Warrants Issued To Arrest Bush and Cheney

Not to get too political here, but I think this is awesome:

“Town Clerk Annette Cappy stands in her office in Brattleboro, Vt. Friday Feb. 29, 2008, holding a sample ballot with an article which voters will consider that would instruct the town’s attorney to draft indictments allowing President Bush and Vice President Cheney to be arrested by local authorities for crimes against their Constitution. On primary day Tuesday March 4, 2008, its residents will vote on whether to issue warrants for the arrest of Bush and Cheney, should they ever visit.”

More here.

12 Responses to “Warrants Issued To Arrest Bush and Cheney”


  1. 1 John Sherrod March 5, 2008 at 4:42 am

    I applaud the town for having the audacity to pass this measure, but in all fairness the ballot should have listed the crimes the two are accused of committing. Having said that, I’m certainly not sticking up for Mr. Bush and Mr. Cheney. They are worthy of impeachment many times over for their many crimes against the American people.

  2. 2 Joe Miller March 5, 2008 at 8:54 am

    why is it “awesome?”

  3. 3 zoecarnate March 5, 2008 at 2:02 pm

    Hi Joe,

    I think John Sherrod alluded to it in his comment above–George W. Bush and Dick Cheney have demonstrated callousness and gross negligence to the U.S. Constitution, and, I’ll add, the Geneva Conventions. They continue to flout both pugnaciously, to say nothing of the Christian faith they both claim to espouse. They should be tried for war crimes, crimes against US liberties, and crimes against humanity.

    And please know, this isn’t a left-right kind’ve critique. While I come from a center-left wannabe-anarchist point of view, John is responding as a committed Libertarian.

    While I doubt they’ll be prosecuted on a Federal level (though you never know), if local towns and cities across America passed legislation similar to Brattleboro’s, Bush and Cheney might have to watch their travel routes for a good long time–at least, until they’re willing to take the hard steps of restitution and reconciliation.

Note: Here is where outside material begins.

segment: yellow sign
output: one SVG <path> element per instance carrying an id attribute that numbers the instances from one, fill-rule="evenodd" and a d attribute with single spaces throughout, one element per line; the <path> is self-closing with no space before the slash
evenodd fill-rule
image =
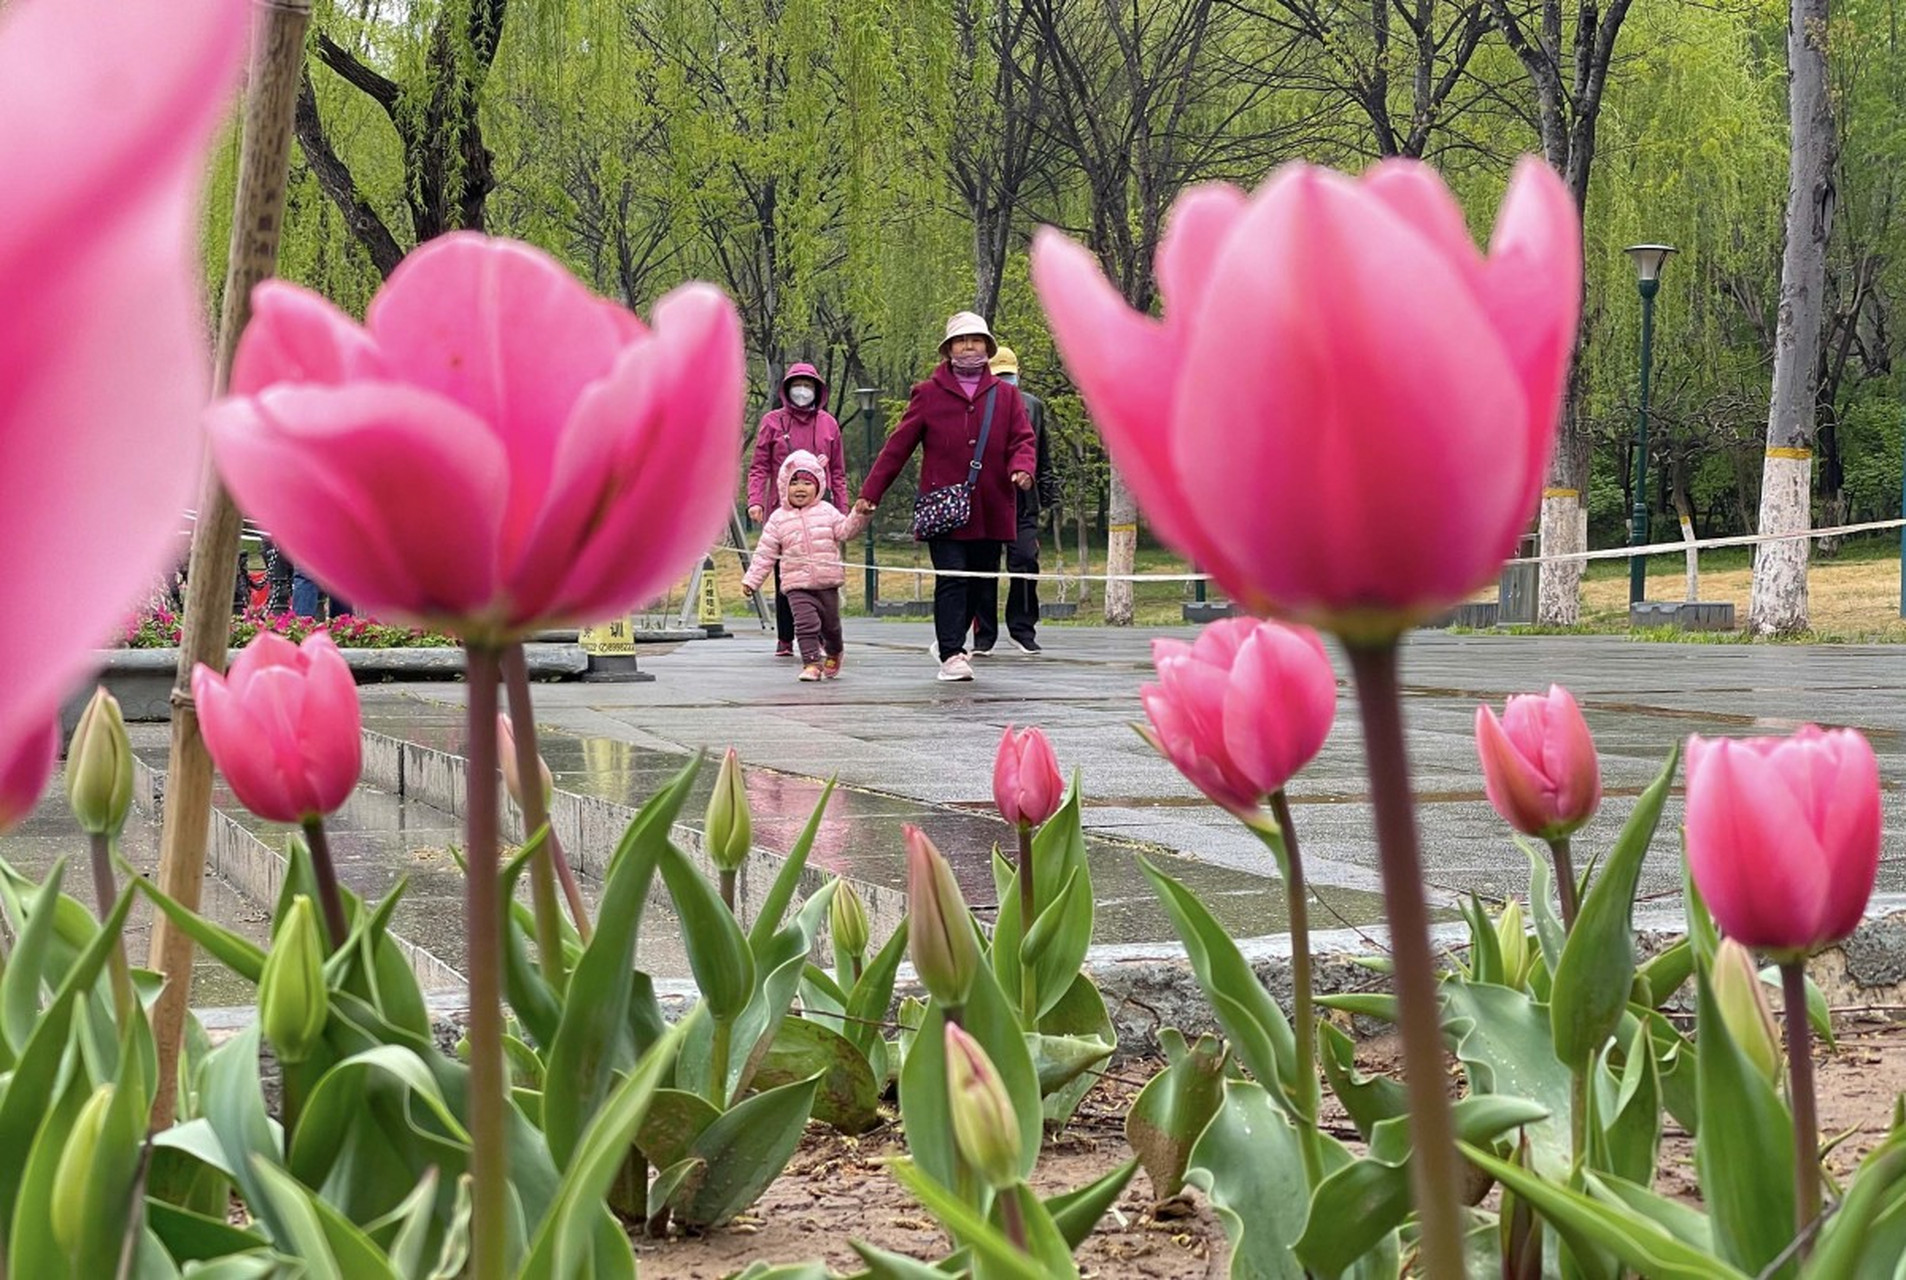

    Bush and Cheney’s United Methodist Church could pass similar resolutions on local or statewide levels to administer church discipline.

    Get your town to issue a warrant for Bush and Cheney’s arrest here.

  4. 4 Mr. Cheeseburger 9000 March 5, 2008 at 3:12 pm

    In theory, I like the idea of the town attorney. But deciding whether to indict someone is a decision best left to the town attorney.

    Why wait for the vote? Draft it if you think it can be proved.

  5. 5 Joe Miller March 6, 2008 at 2:15 am

    I am critical of the marriage between “Church and Politics on all sides. So from that perspective, I find this move ment represents a gross ignorance of US Law. If anyone truly thinks this silly people represent any real “threat” to Bush, they are just living a fantasy. If a little hick town cop tried to get near Bush, he would be stopped and/or arrested on Federal Charges. I think it is fine to voice opposition, but Christians supporting this kind of fantasy is just as bad as religionists on the Republican side.

    Just my 2 cents.

  6. 6 John Sherrod March 6, 2008 at 5:21 am

    Joe, I would assume that the town police chief in that Vermont town took an oath to uphold and defend the Constitution from enemies both foreign and domestic. I have no doubt that you’re right about Federal officials coming to Bush’s rescue, but that doesn’t mean the town police chief shouldn’t uphold his oath of office.

  7. 7 Joe Miller March 6, 2008 at 10:15 pm

    With respect, your remarks demonstrate a lack of how the law works in a Constitutional Republic.

    Ignorant-Symbolism over Educated-Substance is never a good thing; no matter how one feels about an issue.

    I would hasten to add that this is certainly not the most important issue in our world, nor more important than our faith in Jesus, so I don’t want to get super dogmatic about it. I just wanted to share my difference of opinion.

    Thanks brother for giving me space on your blog to dissent.

  8. 8 John Sherrod March 11, 2008 at 2:35 am

    Joe, I’d love to have you flesh out the first sentence of your last post so that I can better understand your position. If you have the time. Thanks!

  9. 9 Jon March 15, 2008 at 3:58 pm

    I’m not sure I agree this is “awesome,” though it is refreshing in a way. I could see Bush and Cheney being tried for treason and mass murder, but should they? Unconditional love means unconditional… even to the most benighted souls, who are the ones who likely need it most.

    The traps of the ego lie everywhere.

  10. 10 zoecarnate March 15, 2008 at 4:44 pm

    Great point, Jon. But please not I’m not saying I want any particular punitive outcome–’cause I don’t, ’cause I agree with you. But being judged and being condemned isn’t necessarily the same thing–to me ‘judgment’ is being known in weighed in complete honesty and integrity. There is such a thing as restorative justice, rather than vengeance-driven justice. And of course, creatively applied grace and forgiveness factor in to this majorly. I’m thinking Truth & Reconciliation Commission, South Africa type stuff.